Apenas hemos dicho de las palabras otras palabras. Apenas hemos erigido una retórica acerca de otra retórica. Un incendio en medio del fuego. Agua que se arroja al mar.

Pero las palabras son otra cosa.

De ellas, prefiero los aullidos que contienen siempre una intensidad que nos desplaza hacia el grito, la rabia, el amor.

También los gestos guturales que hacemos cuando estamos en el centro del dolor o del placer. O el impecable silencio del asombro. O la lluvia terca de las lágrimas.

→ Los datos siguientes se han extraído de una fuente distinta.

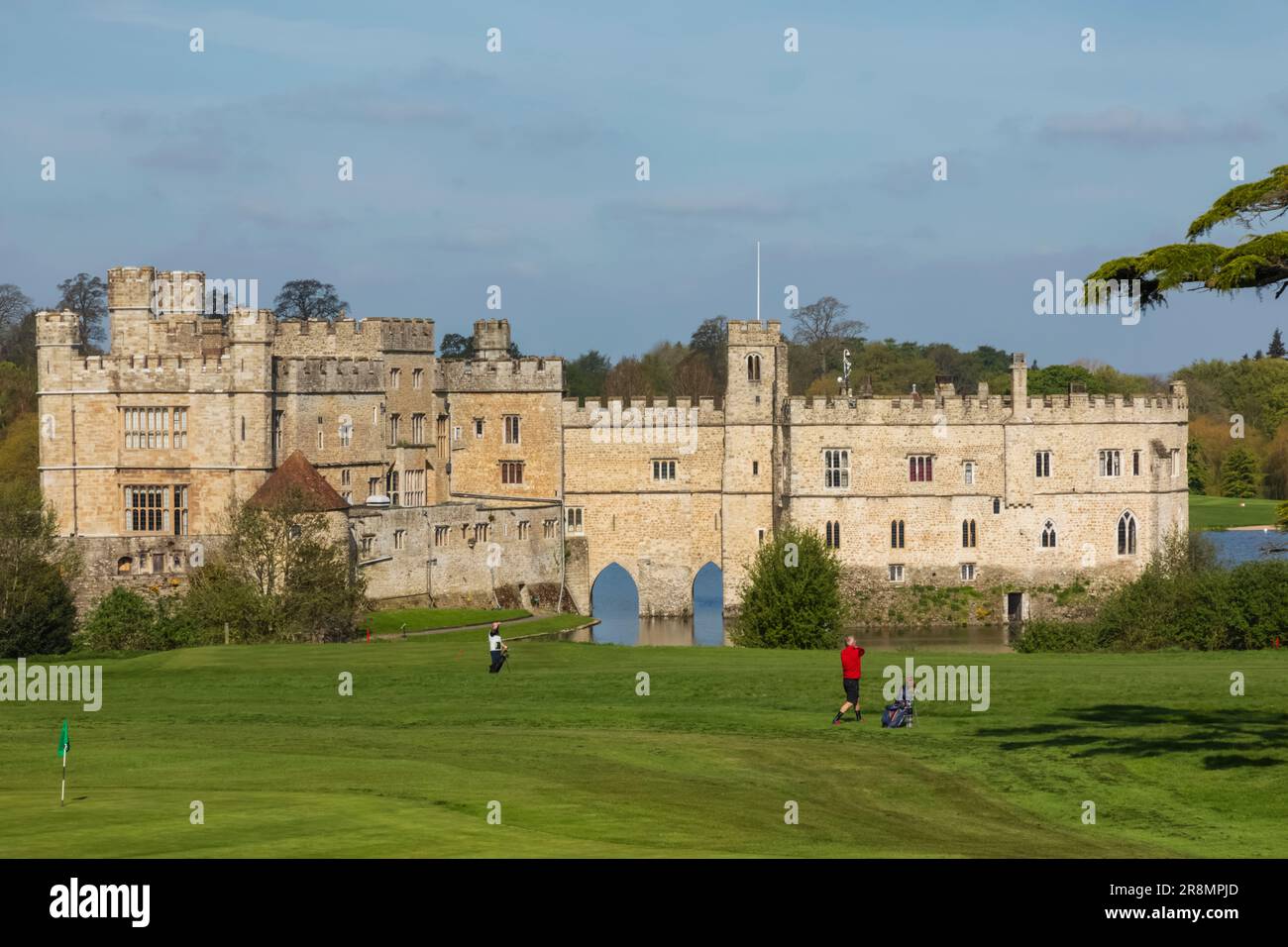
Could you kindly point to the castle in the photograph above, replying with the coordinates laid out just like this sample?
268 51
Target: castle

Los ojos dicen cosas que escondemos en el laberinto del idioma o en las máscaras elusivas de la ficción.

Ningún recuerdo querido cabe en una frase o en un relato, ni siquiera en el tiempo, y por eso subsiste y mejora gracias a la melancolía y la nostalgia. En todo recuerdo amado somos nuevamente. La memoria nos reinventa, pero es imposible contarlo.

Nuestros sueños están hechos de imágenes intraducibles.

Sin embargo, a pesar de todo, nos contamos el mundo con palabras. Nos justificamos o sobrevivimos por medio de códigos, entre semánticas.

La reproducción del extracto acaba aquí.